In Eileen Misluk's graduate classes, students talk through challenges they are having while working and interning as art therapists.
And Misluk, an assistant professor at the Herron School of Art and Design and director of the art therapy program, noticed that her students often brought up clients who potentially have eating disorders or eating-related issues, asking how they can help them.
"I became really aware that my students were not necessarily well equipped to assess for eating-related issues. And for a lot of the early clinicians out in the field, and some seasoned ones as well, this hasn't been an area of focus for them," she said.
So Misluk, who is a certified eating disorder creative arts therapist, decided to come up with a training program.
She's developing a program that will train those working at community mental health agencies to know how to identify if clients have eating-related issues, as well on best practices to work with them and when to refer them to a specialist.
And as a member of the Eating Disorder Task Force of Indiana, she’s also working with that group to see if the program could be counted toward continuing education for mental health clinicians in the state.
Funding for the training program, as well as for Misluk to hire a graduate student for the project and travel to the International Association of Eating Disorder Professionals Conference, comes from a generous grant from Healthcare Initiatives Inc., an Indianapolis-based private foundation supporting the advancement of human health and well-being, that was awarded earlier this year.
Her hope is to offer the training for free so that as many clinicians as possible have access.
Misluk started working with clients who have eating disorders about 10 years ago and came to IUPUI in 2013.
She started her career in forensic psychiatry, planning to work with people who were coming out of prisons and correctional facilities. However, after attending a talk about eating disorders by a psychologist in 2008, Misluk changed course and focused her work on eating disorders and eating-related issues.
"It was really eye-opening," she said, adding that she started to think more about the impact of media messages and the relationships that people have with food.
"With addictions, we can look at an abstinence-based model. But we can't do that with food," Misluk said, noting that everyone has to have a relationship with food.

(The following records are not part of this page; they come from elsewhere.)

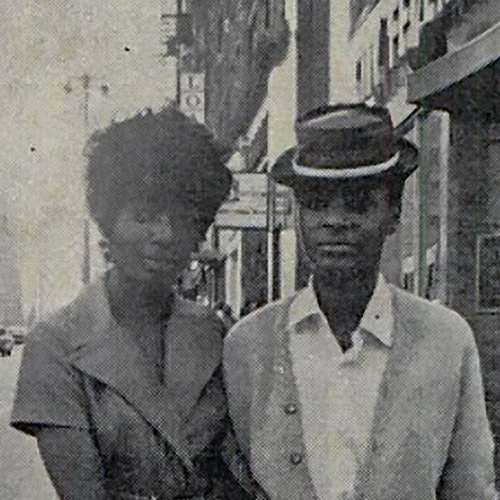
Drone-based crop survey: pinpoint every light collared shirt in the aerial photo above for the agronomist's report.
[288,275,394,500]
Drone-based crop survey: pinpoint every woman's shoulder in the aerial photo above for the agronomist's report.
[26,282,109,356]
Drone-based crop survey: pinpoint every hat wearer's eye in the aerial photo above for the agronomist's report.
[342,188,375,214]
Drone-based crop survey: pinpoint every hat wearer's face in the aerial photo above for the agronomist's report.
[295,183,398,272]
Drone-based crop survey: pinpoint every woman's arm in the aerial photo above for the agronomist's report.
[36,426,106,500]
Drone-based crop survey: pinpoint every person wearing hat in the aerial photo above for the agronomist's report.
[224,104,496,500]
[11,106,251,500]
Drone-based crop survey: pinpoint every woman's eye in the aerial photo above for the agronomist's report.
[343,189,375,214]
[299,195,330,211]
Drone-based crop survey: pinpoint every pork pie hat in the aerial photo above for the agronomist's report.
[271,103,418,188]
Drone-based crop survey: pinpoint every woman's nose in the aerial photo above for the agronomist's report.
[322,198,352,226]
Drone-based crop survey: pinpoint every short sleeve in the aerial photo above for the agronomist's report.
[11,327,89,435]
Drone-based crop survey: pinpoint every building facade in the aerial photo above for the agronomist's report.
[332,0,500,480]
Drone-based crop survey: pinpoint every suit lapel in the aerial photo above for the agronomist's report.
[355,287,430,500]
[161,299,223,418]
[66,281,221,468]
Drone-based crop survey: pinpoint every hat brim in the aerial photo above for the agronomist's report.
[271,138,418,188]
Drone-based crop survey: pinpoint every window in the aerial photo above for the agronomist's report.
[217,16,224,52]
[392,35,399,67]
[403,21,411,50]
[356,58,363,95]
[403,273,415,292]
[264,0,272,29]
[356,59,363,83]
[425,264,436,299]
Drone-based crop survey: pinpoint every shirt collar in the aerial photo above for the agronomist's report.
[288,274,394,346]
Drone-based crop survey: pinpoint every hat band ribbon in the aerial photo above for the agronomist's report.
[292,152,399,179]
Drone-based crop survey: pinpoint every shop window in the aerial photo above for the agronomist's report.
[217,16,224,52]
[264,0,272,29]
[392,35,399,67]
[356,59,363,94]
[403,21,411,50]
[403,273,415,292]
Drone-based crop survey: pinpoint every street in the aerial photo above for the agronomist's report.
[0,346,57,500]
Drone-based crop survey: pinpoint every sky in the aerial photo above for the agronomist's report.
[0,0,179,312]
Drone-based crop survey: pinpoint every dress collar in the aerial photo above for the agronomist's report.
[288,274,394,346]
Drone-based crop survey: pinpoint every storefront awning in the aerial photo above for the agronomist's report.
[408,23,500,103]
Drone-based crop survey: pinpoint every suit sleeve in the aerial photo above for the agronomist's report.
[223,325,252,457]
[437,332,498,500]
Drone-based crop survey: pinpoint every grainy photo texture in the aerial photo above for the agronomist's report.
[0,0,500,500]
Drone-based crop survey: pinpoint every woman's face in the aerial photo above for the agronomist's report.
[109,197,203,286]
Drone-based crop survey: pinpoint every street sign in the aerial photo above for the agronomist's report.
[180,73,205,123]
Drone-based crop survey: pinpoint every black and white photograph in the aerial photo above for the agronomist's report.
[0,0,500,500]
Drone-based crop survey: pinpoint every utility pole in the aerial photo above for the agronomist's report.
[82,74,91,285]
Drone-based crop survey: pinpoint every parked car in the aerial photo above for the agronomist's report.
[0,328,14,358]
[7,326,26,344]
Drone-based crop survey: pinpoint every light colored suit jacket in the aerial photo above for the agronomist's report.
[224,287,496,500]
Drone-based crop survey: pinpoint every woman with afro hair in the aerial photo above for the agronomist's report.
[11,105,258,500]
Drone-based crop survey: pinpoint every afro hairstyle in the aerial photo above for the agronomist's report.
[84,104,232,237]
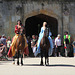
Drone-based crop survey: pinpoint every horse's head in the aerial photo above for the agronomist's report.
[20,27,25,35]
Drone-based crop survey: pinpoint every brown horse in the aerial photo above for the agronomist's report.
[40,29,50,65]
[13,27,25,65]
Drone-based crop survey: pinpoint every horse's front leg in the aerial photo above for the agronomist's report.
[17,50,19,65]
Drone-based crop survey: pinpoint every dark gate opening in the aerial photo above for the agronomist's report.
[25,14,58,36]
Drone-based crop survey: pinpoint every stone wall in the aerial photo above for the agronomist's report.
[0,0,75,37]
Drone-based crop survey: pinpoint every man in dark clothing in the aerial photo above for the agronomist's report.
[64,35,70,57]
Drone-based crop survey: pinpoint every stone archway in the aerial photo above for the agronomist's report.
[25,14,58,36]
[24,9,62,36]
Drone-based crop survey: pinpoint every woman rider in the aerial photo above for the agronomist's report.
[34,22,53,56]
[8,20,29,57]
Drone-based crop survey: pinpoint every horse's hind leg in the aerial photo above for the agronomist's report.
[21,54,23,65]
[17,51,19,65]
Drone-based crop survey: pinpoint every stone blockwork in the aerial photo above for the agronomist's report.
[0,0,75,37]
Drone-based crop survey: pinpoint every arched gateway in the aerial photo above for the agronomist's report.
[25,10,60,36]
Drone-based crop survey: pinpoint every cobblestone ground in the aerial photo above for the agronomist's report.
[0,57,75,75]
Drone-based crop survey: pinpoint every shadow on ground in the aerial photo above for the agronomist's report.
[23,64,75,67]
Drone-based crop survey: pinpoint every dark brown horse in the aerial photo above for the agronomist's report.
[40,29,50,65]
[13,27,25,65]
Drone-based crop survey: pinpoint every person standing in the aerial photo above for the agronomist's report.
[72,39,75,57]
[31,35,37,53]
[64,35,70,57]
[7,36,11,56]
[8,20,29,57]
[34,22,53,56]
[55,34,61,57]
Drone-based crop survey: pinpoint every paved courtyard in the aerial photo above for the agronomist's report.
[0,57,75,75]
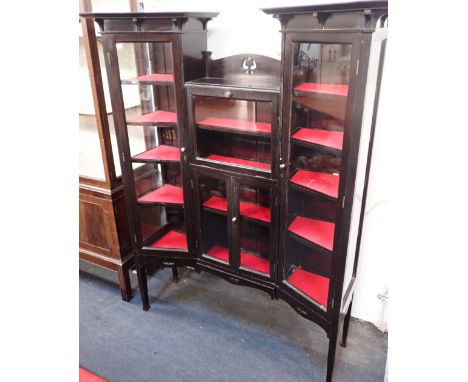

So art therapy is a way for people to process their emotions and how they are currently feeling about food, whether that is positive or negative, she said. Creating art allows clients to have an ability to tell and document their own stories.
Eating disorders distort a person's body image, so in many cases, making art is more effective for clients than talking about their bodies, Misluk said. And there's also a lot of stigma around eating disorders, so it's important to address people's beliefs and preconceived notions, she added.
"When we don't see visual representations of ourselves in society, we begin to see that we don't fit in, and I think that that's creating a lot more challenges and damage to our young kids," she said.
Often, she said, clients realize they've been carrying around beliefs based on early messages they got and have core beliefs that they never asked to have.
"So we have the ability, through the art making, to provide an external place to put some of this stuff," she said.